Why on earth would gold fall to fresh annual lows amid the continuous European conflict, the epidemic, and increasing inflation?
Gold was unable to advance significantly over $2,000 because all of the aforementioned factors were already reduced in price. In reality, gold failed to maintain a position above its 2011 peak. Silver and mining equities were nowhere near reaching their comparable price levels.
Gold’s failure to launch a proper rally was a massive indication that it is not yet prepared to move higher – it needs to decline massively first, which is what I’ve been writing about for many months, but as new black swans kept appearing, gold was unable to complete its regular cyclical decline beforehand. So, it’s going now.
As real interest rates and the USD Index continue to rise, precious metal prices are anticipated to fall for at least the next few weeks. At some point, I anticipate gold, silver, and mining stocks will cease reacting to this negative reality and demonstrate resilience, so signaling the definitive long-term bottom. However, we have not yet arrived.

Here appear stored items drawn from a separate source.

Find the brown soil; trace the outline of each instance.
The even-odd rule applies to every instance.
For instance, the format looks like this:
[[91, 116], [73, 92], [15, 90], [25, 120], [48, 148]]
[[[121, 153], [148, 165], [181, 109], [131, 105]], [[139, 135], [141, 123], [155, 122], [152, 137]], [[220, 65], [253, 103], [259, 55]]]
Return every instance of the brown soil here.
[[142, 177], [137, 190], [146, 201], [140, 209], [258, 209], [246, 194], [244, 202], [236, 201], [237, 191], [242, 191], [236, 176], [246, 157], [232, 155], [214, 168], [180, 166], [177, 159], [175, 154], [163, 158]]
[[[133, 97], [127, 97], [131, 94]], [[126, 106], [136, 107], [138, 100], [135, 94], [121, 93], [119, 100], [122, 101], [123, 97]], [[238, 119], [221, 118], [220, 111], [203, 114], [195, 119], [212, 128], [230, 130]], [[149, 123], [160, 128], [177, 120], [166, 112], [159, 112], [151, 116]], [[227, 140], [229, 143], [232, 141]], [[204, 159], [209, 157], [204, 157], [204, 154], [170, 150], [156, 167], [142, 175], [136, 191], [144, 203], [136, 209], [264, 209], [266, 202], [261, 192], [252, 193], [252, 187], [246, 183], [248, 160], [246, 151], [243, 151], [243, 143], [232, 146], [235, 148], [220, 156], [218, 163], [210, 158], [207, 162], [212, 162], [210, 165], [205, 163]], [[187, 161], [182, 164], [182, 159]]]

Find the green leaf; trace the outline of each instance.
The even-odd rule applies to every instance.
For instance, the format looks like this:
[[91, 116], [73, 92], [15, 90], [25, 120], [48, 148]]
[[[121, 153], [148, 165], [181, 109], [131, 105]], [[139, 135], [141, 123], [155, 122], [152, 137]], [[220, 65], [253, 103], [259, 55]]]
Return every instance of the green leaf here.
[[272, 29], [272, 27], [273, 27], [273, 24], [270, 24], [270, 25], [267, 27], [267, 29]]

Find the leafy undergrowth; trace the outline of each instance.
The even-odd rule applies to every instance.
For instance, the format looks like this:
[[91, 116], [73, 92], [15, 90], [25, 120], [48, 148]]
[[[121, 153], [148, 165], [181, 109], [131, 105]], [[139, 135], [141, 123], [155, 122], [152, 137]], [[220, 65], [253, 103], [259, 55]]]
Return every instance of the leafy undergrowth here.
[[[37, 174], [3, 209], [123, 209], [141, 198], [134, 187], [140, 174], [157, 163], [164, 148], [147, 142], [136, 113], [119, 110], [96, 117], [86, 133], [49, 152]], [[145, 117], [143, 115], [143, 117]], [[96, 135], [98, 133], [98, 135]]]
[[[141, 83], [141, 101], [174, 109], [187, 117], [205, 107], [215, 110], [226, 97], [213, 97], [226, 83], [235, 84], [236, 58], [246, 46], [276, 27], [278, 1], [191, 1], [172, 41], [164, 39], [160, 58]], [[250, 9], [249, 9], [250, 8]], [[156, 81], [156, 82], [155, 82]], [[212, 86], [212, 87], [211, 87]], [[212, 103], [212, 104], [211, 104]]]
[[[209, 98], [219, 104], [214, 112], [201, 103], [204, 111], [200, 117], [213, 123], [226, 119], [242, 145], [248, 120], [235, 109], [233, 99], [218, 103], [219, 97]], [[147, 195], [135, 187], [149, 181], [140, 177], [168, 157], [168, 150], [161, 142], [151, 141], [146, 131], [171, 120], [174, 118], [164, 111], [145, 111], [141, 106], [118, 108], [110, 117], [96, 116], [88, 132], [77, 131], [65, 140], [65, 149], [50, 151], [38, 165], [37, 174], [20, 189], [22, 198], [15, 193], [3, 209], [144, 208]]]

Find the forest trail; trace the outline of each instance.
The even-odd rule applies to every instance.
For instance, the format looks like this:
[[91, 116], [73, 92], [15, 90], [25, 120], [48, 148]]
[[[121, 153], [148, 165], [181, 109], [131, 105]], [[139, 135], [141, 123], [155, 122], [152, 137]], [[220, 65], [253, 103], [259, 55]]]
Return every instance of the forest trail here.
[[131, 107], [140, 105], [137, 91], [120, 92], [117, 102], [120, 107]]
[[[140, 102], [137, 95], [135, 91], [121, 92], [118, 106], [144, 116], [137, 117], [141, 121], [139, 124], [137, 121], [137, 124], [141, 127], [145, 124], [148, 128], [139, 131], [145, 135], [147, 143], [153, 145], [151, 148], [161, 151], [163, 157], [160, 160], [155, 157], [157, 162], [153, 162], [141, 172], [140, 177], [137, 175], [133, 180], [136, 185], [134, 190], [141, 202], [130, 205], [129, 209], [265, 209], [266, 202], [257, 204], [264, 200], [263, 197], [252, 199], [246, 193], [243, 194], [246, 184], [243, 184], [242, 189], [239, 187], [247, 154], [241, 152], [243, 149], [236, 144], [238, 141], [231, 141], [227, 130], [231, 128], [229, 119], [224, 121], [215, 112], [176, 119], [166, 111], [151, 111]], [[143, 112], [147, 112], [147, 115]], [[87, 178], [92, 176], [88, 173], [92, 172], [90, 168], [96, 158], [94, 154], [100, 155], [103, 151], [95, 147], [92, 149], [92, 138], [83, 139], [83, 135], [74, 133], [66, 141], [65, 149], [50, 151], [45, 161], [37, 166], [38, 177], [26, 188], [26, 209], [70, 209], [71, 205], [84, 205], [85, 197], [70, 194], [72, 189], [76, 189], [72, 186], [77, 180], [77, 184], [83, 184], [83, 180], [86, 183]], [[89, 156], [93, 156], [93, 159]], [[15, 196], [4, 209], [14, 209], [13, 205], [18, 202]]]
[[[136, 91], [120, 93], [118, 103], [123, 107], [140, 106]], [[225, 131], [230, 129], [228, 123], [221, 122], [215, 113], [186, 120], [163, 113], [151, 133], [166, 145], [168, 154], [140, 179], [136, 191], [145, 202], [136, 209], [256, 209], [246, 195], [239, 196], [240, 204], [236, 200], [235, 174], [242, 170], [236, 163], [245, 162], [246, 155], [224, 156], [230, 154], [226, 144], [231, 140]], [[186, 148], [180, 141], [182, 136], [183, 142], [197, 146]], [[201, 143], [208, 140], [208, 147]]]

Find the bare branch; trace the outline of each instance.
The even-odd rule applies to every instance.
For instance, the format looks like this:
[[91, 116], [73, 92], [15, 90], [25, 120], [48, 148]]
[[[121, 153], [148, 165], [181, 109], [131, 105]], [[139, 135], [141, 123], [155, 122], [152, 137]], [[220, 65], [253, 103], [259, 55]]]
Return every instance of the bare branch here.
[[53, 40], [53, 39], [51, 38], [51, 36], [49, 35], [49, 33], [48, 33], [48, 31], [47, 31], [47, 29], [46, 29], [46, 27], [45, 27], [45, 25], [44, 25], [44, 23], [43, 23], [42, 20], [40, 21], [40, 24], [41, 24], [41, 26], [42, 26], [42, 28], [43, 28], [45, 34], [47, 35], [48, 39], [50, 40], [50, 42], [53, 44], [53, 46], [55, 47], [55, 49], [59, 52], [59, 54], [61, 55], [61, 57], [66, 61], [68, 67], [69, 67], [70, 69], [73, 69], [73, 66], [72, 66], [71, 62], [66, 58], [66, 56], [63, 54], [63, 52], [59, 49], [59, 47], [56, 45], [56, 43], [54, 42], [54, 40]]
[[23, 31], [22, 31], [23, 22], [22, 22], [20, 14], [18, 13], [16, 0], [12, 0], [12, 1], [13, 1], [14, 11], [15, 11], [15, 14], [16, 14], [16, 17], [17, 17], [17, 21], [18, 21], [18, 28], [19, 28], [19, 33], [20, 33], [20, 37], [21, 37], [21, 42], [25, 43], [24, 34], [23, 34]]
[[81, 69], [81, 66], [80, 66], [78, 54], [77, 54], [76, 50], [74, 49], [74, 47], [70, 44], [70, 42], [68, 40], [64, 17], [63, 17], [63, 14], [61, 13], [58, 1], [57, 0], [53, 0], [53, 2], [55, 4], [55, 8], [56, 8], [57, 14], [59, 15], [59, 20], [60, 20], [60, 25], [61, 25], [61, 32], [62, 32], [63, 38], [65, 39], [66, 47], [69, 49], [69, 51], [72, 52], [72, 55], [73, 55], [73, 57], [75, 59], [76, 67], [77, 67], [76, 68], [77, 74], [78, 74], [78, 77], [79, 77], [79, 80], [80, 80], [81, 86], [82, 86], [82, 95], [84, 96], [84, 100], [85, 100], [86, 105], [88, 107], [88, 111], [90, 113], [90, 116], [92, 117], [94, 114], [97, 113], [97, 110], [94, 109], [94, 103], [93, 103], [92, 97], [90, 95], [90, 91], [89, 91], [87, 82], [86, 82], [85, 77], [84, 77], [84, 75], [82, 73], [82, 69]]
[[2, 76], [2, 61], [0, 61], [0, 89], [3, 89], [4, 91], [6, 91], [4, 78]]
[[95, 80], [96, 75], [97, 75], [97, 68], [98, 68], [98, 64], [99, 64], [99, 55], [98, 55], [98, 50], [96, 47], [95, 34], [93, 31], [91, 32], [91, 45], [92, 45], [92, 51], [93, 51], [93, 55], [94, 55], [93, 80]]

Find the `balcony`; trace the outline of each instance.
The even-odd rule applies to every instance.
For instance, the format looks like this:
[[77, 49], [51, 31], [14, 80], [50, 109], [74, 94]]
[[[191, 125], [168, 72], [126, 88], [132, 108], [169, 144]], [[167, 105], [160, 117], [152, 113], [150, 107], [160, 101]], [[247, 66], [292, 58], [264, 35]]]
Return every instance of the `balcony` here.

Based on historical comparisons of the drop of precious metals and mining companies, precious metals mining stocks still have a considerable distance to go, and our short positions provide substantial profit potential. Speaking of which, if you were positioned in accordance with what I’m characterizing as my general opinion in my Gold & Silver Trading Alerts, i.e., if you were positioned to profit from a collapse in junior mining companies, you just earned a lot of money yesterday, and in the previous few weeks in general.
This adds to the profits you earned on the prior long position, which adds to the gains you earned on the prior short position. Congratulations!
Gold has just gone beneath the neckline of the previous head-and-shoulders pattern and to new lows for 2022. The failure occurred at a high volume, so it seems plausible.
In addition, the RSI dropped below 30, which is a typical buy signal. I indicated the past identical signals with dashed vertical lines. In each of the prior three instances, gold was either nearing or at its lowest point.
Specifically, the scenario in early 2021 seems comparable since the preceding price movement is similarly comparable. In both instances, the unsuccessful attempt to rise over $2,000, the consolidation (shown with orange rectangles), and the subsequent downturn, which also featured a consolidation, are all apparent.
In 2021, gold continued to decrease until it fell below $1,700. While this does not ensure that the same will occur today, the fact that both losses began at comparable price levels makes it very probable.